For much of the past three months, I have been transcribing the Greek text of John Bekkos’s unpublished work Against George Moschabar from a microfilm copy I acquired of a manuscript owned by the Biblioteca Laurenziana in Florence, Italy. On May 4th I completed a handwritten transcription, and since then I have been entering the text onto my computer, checking it against the microfilm as I go along. This is one of the few works of Bekkos that have never been edited, and it has, accordingly, remained largely unknown and unread for most of the past 700 years. I began reading it with the expectation that it might help clarify certain obscurities in Bekkos’s history; in particular, there are questions about exactly when John Bekkos began publishing books in defense of the Union of Lyons; from the evidence of the work Against George Moschabar, it is clear that there never was a hiatus in his writing, as might be supposed from the testimony of George Pachymeres’ History. (Pachymeres, Book V, ch. 28, states that Bekkos, probably around the year 1276, promised a friend of his, Theodore Xiphilinos, that he would not write in reply to the attacks that were being made against the Union in various tracts that were being circulated anonymously at the time.
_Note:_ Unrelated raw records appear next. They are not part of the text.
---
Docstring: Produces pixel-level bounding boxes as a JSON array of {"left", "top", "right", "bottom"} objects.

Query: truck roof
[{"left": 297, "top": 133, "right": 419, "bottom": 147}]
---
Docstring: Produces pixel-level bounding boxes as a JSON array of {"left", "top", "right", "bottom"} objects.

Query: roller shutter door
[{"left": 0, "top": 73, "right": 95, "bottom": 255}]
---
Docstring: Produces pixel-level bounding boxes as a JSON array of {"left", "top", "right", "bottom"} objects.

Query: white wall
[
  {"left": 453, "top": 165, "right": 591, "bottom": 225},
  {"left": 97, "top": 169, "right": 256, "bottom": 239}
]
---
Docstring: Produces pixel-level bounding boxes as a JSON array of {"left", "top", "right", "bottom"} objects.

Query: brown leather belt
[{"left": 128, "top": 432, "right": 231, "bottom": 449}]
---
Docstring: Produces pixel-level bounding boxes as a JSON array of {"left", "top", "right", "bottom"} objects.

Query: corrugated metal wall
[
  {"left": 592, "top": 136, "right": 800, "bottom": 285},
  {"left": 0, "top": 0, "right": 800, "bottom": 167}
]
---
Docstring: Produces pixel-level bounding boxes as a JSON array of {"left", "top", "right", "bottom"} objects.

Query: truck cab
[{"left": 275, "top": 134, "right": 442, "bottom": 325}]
This testimony has generally been interpreted to mean a promise not to write at all in favor of the Union, a promise which, according to Pachymeres, Bekkos eventually broke, around the year 1280. But in his work Against George Moschabar, written around 1280, Bekkos refers repeatedly to other, earlier writings of his, and gives no indication that, in writing this new book, he is taking up his pen again after a long intermission; the only difference he indicates is a difference of manner: in this new book, he says, he will not be so deferential as in previous writings, but will give a plain counterattack to this new disseminator of lies.)
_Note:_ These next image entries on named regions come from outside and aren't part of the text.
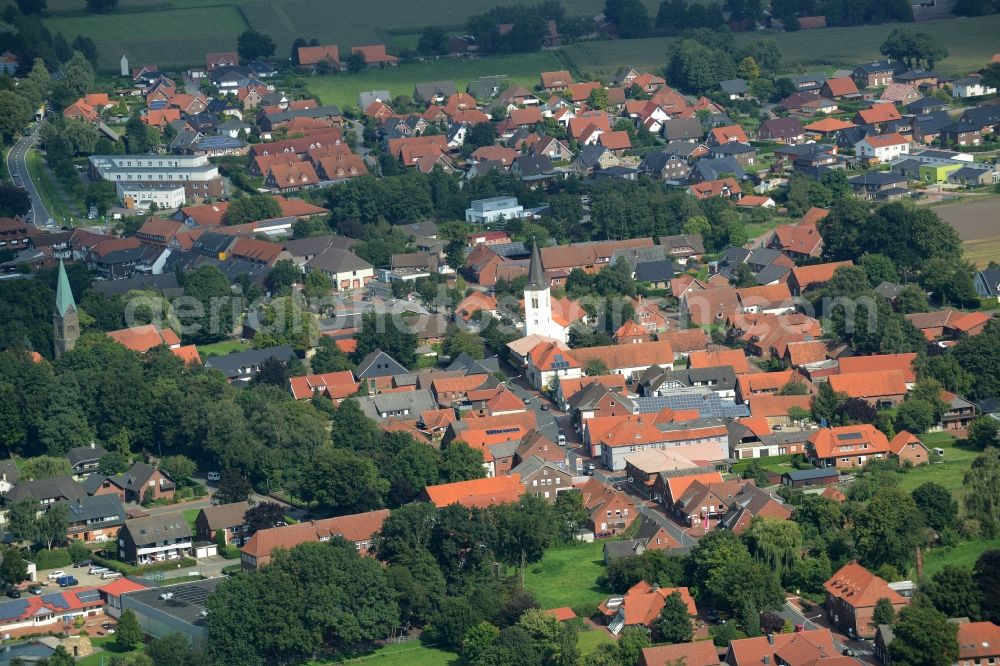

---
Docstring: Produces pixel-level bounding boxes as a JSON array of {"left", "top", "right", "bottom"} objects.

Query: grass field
[
  {"left": 524, "top": 541, "right": 611, "bottom": 608},
  {"left": 563, "top": 15, "right": 1000, "bottom": 78},
  {"left": 924, "top": 537, "right": 1000, "bottom": 576},
  {"left": 76, "top": 636, "right": 143, "bottom": 666},
  {"left": 45, "top": 5, "right": 250, "bottom": 71},
  {"left": 305, "top": 51, "right": 565, "bottom": 107}
]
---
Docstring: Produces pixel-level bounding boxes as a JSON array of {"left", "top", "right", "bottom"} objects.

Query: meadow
[
  {"left": 45, "top": 5, "right": 247, "bottom": 72},
  {"left": 304, "top": 51, "right": 566, "bottom": 107}
]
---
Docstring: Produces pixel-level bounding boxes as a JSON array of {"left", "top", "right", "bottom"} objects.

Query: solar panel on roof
[
  {"left": 0, "top": 599, "right": 28, "bottom": 621},
  {"left": 76, "top": 590, "right": 101, "bottom": 604},
  {"left": 42, "top": 592, "right": 69, "bottom": 608}
]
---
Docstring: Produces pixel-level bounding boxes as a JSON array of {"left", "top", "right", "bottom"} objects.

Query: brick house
[
  {"left": 194, "top": 502, "right": 250, "bottom": 546},
  {"left": 823, "top": 562, "right": 909, "bottom": 638}
]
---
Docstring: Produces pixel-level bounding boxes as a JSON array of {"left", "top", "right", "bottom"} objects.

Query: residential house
[
  {"left": 823, "top": 561, "right": 909, "bottom": 638},
  {"left": 240, "top": 509, "right": 389, "bottom": 571},
  {"left": 53, "top": 495, "right": 125, "bottom": 543},
  {"left": 118, "top": 511, "right": 193, "bottom": 565},
  {"left": 806, "top": 423, "right": 891, "bottom": 469},
  {"left": 194, "top": 502, "right": 250, "bottom": 546}
]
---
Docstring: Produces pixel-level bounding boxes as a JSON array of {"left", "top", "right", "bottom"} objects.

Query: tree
[
  {"left": 889, "top": 599, "right": 958, "bottom": 666},
  {"left": 115, "top": 608, "right": 142, "bottom": 652},
  {"left": 966, "top": 416, "right": 1000, "bottom": 449},
  {"left": 913, "top": 481, "right": 958, "bottom": 532},
  {"left": 653, "top": 592, "right": 694, "bottom": 643},
  {"left": 0, "top": 90, "right": 35, "bottom": 143},
  {"left": 972, "top": 549, "right": 1000, "bottom": 624},
  {"left": 0, "top": 183, "right": 31, "bottom": 217},
  {"left": 736, "top": 56, "right": 760, "bottom": 81},
  {"left": 417, "top": 26, "right": 449, "bottom": 56},
  {"left": 896, "top": 396, "right": 936, "bottom": 435},
  {"left": 158, "top": 455, "right": 195, "bottom": 485},
  {"left": 236, "top": 30, "right": 274, "bottom": 61},
  {"left": 920, "top": 564, "right": 984, "bottom": 621},
  {"left": 872, "top": 597, "right": 896, "bottom": 627},
  {"left": 851, "top": 488, "right": 924, "bottom": 571},
  {"left": 0, "top": 547, "right": 28, "bottom": 585},
  {"left": 215, "top": 470, "right": 253, "bottom": 504},
  {"left": 243, "top": 502, "right": 285, "bottom": 536},
  {"left": 964, "top": 446, "right": 1000, "bottom": 536}
]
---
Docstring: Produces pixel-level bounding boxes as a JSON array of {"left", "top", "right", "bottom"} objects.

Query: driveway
[
  {"left": 778, "top": 597, "right": 878, "bottom": 664},
  {"left": 7, "top": 125, "right": 49, "bottom": 227}
]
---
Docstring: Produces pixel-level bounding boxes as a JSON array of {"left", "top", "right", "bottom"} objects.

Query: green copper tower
[{"left": 52, "top": 259, "right": 80, "bottom": 358}]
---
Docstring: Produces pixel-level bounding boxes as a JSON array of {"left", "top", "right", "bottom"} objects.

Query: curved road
[{"left": 7, "top": 125, "right": 49, "bottom": 228}]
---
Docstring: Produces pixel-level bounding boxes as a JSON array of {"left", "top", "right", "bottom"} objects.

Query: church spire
[
  {"left": 528, "top": 241, "right": 549, "bottom": 289},
  {"left": 56, "top": 259, "right": 76, "bottom": 317}
]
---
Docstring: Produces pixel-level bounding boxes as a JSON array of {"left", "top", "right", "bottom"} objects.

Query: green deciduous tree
[{"left": 889, "top": 602, "right": 958, "bottom": 666}]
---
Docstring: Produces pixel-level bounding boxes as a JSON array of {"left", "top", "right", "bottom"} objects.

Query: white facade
[
  {"left": 465, "top": 197, "right": 524, "bottom": 224},
  {"left": 116, "top": 181, "right": 185, "bottom": 210},
  {"left": 854, "top": 139, "right": 910, "bottom": 162},
  {"left": 524, "top": 284, "right": 567, "bottom": 344}
]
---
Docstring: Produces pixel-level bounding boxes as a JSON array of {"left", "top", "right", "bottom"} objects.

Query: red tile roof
[
  {"left": 425, "top": 474, "right": 524, "bottom": 509},
  {"left": 823, "top": 562, "right": 906, "bottom": 608}
]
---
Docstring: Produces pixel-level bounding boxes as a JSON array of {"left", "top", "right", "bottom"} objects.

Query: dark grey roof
[
  {"left": 663, "top": 118, "right": 705, "bottom": 141},
  {"left": 91, "top": 273, "right": 183, "bottom": 297},
  {"left": 355, "top": 349, "right": 409, "bottom": 377},
  {"left": 306, "top": 245, "right": 372, "bottom": 273},
  {"left": 56, "top": 494, "right": 125, "bottom": 529},
  {"left": 205, "top": 345, "right": 295, "bottom": 377},
  {"left": 122, "top": 511, "right": 193, "bottom": 545},
  {"left": 719, "top": 79, "right": 750, "bottom": 95},
  {"left": 6, "top": 476, "right": 87, "bottom": 502},
  {"left": 782, "top": 467, "right": 838, "bottom": 481},
  {"left": 635, "top": 259, "right": 674, "bottom": 282},
  {"left": 66, "top": 444, "right": 107, "bottom": 465}
]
The work to which Bekkos’s book was a response was published by George Moschabar anonymously around the year 1279. Moschabar was, in fact, a member of Bekkos’s own clergy, a man who held the official position of professor of scriptural exegesis at the patriarchal school at Constantinople. Bekkos does not know the author of the work which had been written against him — he refers to the writer sarcastically as “the Philosopher” or “the Aristotelian”; later, he found out who had written it, and he cites it as Moschabar’s in his Notes on his own writings (written sometime around 1286-1288). In the Florentine manuscript, Bekkos’s work against Moschabar is titled as follows: τοῦ αὐτοῦ ἀντιρρητικὰ τῶν κατὰ τῆς ἐκκλησιαστικῆς εἰρήνης ἀνεπιγράφων εὑρεθέντων κεφαλαίων, By the same author: A refutation of the anonymous chapters that have been found, which were written against the ecclesiastical peace. The fact that this title gives no indication of Moschabar’s being the author of the opposing work, something that was later widely known, corroborates Vitalien Laurent’s view that the Florentine manuscript (Laurentianus pluteus VIII.26) is an official copy of Bekkos’s works dating from the time of his own patriarchate.
About the content of this work Against George Moschabar, I would prefer, for the time being, to remain reticent. But I hope soon to write an article about it; I think it is theologically an important work, which raises issues that would reappear over a half a century later during the Palamite Controversy. Indeed, I might make the claim that it is the earliest statement of Antipalamite theology that was ever written, appearing some sixteen years before Gregory Palamas was born. For this reason, if for no other, it deserves to be published; my guess is that it may shed an important light upon the origins of that later controversy.